Пожалуйста, пиши, даже если мои ответы будут такими же безжизненными, как этот. Я сейчас не вполне в себе.
Прости, я молчал. Мы хранили долгое молчание, и нарушить его оказалось слишком трудно.
Не уверена, могу ли я сказать, что простила все, но почти все. После случившегося остаться я не могла, но я все еще скучаю по тебе.
Пишу Вам, поскольку, как мне стало известно, мой покойный муж, Ллойд Файфер, стал причиной того, что ваш отец пал жертвой большой несправедливости.
Джоуи провел меня в маленькую кухню с фанерными шкафчиками и старым бежевым холодильником.
– Я сейчас доделаю обед Калани, – сказал он, – и мы поговорим.
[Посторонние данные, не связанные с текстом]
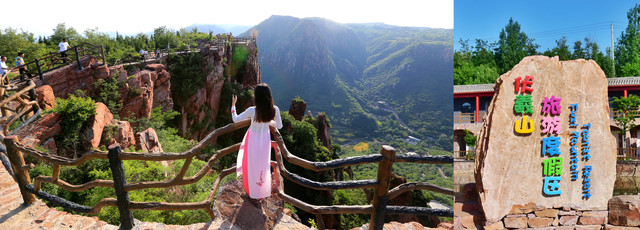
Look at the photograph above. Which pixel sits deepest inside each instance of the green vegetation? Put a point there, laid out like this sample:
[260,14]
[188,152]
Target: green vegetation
[469,138]
[485,61]
[74,111]
[627,108]
[187,75]
[107,93]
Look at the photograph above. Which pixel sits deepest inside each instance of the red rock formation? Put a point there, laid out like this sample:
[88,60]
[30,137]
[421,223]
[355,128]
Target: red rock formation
[41,132]
[46,98]
[137,95]
[324,134]
[162,87]
[237,211]
[297,109]
[68,79]
[147,141]
[125,136]
[204,106]
[93,133]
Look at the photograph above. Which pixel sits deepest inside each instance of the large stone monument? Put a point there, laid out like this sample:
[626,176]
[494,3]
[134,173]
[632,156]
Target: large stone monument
[546,141]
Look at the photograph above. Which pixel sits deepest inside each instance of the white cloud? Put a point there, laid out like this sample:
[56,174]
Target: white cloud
[129,16]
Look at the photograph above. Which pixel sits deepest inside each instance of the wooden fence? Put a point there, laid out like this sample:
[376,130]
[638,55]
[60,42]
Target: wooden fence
[17,101]
[378,209]
[464,155]
[53,60]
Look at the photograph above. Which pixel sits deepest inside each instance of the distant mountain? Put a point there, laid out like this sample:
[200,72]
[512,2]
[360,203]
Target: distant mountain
[218,29]
[346,69]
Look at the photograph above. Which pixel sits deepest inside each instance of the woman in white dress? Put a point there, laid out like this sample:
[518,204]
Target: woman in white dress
[254,156]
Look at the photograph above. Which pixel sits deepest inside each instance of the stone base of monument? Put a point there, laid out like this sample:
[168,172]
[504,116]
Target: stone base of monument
[623,214]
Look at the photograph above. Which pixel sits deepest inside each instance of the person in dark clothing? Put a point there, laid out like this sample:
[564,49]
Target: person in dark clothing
[21,66]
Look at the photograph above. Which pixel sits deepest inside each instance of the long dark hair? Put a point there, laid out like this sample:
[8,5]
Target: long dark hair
[265,111]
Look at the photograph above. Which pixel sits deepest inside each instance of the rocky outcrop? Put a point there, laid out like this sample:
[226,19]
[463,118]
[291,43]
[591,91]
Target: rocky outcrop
[204,106]
[161,87]
[68,79]
[41,132]
[46,98]
[124,136]
[324,132]
[297,109]
[137,95]
[509,165]
[147,141]
[235,210]
[96,124]
[625,211]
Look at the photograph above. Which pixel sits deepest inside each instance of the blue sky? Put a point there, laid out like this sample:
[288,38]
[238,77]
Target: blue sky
[543,20]
[131,17]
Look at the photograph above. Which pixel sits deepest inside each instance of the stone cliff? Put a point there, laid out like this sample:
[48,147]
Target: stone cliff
[237,63]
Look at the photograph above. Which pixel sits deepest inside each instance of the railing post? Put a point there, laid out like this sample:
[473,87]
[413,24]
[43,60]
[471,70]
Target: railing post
[104,57]
[126,217]
[22,174]
[381,193]
[32,95]
[39,70]
[78,58]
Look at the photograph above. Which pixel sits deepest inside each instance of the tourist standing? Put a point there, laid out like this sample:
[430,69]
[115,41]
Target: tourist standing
[63,49]
[3,65]
[253,161]
[21,66]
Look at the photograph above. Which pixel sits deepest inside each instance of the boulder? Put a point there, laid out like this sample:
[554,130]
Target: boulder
[625,210]
[93,133]
[509,165]
[324,133]
[41,132]
[235,210]
[147,141]
[125,136]
[137,95]
[297,109]
[67,79]
[46,98]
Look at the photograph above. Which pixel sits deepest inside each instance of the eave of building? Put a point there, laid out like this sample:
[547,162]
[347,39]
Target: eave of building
[486,90]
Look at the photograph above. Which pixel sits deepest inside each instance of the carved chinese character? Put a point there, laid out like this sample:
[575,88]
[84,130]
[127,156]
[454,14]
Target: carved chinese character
[528,81]
[551,186]
[522,127]
[552,166]
[551,125]
[550,146]
[551,105]
[523,104]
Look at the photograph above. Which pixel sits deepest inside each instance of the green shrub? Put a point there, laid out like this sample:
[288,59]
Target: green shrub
[107,93]
[74,111]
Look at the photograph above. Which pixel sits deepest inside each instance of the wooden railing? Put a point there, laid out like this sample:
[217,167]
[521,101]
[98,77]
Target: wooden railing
[628,153]
[17,101]
[464,155]
[378,209]
[468,117]
[53,60]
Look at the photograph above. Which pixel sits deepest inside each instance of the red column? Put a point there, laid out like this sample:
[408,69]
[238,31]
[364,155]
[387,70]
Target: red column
[478,109]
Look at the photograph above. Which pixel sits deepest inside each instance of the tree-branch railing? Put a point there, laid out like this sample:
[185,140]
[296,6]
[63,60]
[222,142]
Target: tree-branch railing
[16,101]
[54,60]
[378,209]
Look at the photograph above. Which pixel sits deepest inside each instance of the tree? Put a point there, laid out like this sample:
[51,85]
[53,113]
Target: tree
[61,31]
[512,46]
[561,50]
[627,108]
[628,48]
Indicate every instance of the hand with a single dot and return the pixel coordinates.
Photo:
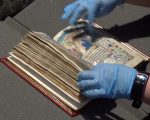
(90, 8)
(107, 81)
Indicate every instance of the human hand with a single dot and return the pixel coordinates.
(90, 8)
(107, 81)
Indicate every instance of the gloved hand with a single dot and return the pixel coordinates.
(107, 81)
(90, 8)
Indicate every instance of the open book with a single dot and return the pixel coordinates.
(52, 65)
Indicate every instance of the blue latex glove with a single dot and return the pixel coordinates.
(90, 8)
(107, 81)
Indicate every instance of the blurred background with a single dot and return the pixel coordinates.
(12, 7)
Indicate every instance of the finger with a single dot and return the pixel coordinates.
(85, 75)
(96, 93)
(91, 16)
(68, 11)
(85, 84)
(77, 14)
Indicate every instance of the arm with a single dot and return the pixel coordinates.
(112, 81)
(145, 3)
(147, 93)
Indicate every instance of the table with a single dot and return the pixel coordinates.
(18, 100)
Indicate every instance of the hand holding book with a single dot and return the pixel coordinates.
(107, 81)
(90, 8)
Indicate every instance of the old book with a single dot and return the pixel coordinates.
(52, 65)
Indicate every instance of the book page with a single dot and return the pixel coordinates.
(96, 46)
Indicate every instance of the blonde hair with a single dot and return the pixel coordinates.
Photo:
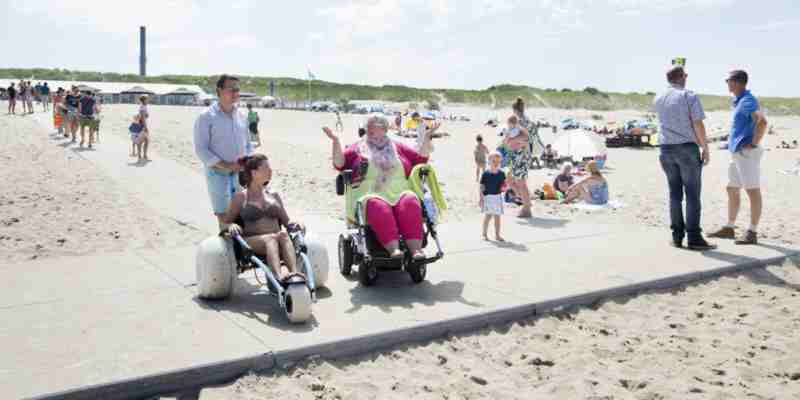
(377, 119)
(593, 169)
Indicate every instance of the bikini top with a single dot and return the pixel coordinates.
(273, 210)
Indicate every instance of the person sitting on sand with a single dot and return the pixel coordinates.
(549, 156)
(564, 180)
(263, 214)
(592, 190)
(392, 208)
(516, 139)
(491, 195)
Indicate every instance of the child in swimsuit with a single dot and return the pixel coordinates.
(263, 215)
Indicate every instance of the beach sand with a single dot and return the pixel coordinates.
(735, 337)
(732, 338)
(300, 157)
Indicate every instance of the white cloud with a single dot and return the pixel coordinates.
(162, 17)
(774, 26)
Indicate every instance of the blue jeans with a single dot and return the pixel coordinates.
(683, 166)
(221, 188)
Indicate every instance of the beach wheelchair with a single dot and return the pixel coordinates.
(222, 258)
(359, 246)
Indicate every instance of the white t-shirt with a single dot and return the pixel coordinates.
(421, 129)
(512, 133)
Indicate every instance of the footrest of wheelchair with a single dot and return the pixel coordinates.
(427, 260)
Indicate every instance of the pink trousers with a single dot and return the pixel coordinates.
(389, 223)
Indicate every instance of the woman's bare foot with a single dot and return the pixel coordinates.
(396, 253)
Могу я вам что-нибудь предложить? – Он залез в холодильник: – Вода, фруктовый пунш, молоко, пиво?
– Люблю пиво днем, – ответила я.
Вообще-то, я не шутила, но, протягивая мне банку, Джоуи рассмеялся, а потом открыл себе вторую. Его смех звучал не из глубины, а сразу под поверхностью. Обед Калани – разрезанный на треугольники сэндвич, немного мини-моркови и порция чего-то фиолетового – дед выложил на пластиковую менажницу и, вручив ей тарелку, вывел меня на улицу. На веранде стояла ротанговая мебель с линялыми подушками, на которых были тиснуты крупные зеленые листья. Над головой лениво крутился вентилятор. Маленький запущенный двор, обнесенный сетчатым забором, заросшим каким-то виноградом, возле детского игрушечного домика из выцветшего розового пластика на боку лежал розовый же велосипед с белыми шинами. В углу на кусте гибискуса висел гидрокостюм. За ним виднелся черный скалистый берег, низкие вспененные волны и необъятность воды.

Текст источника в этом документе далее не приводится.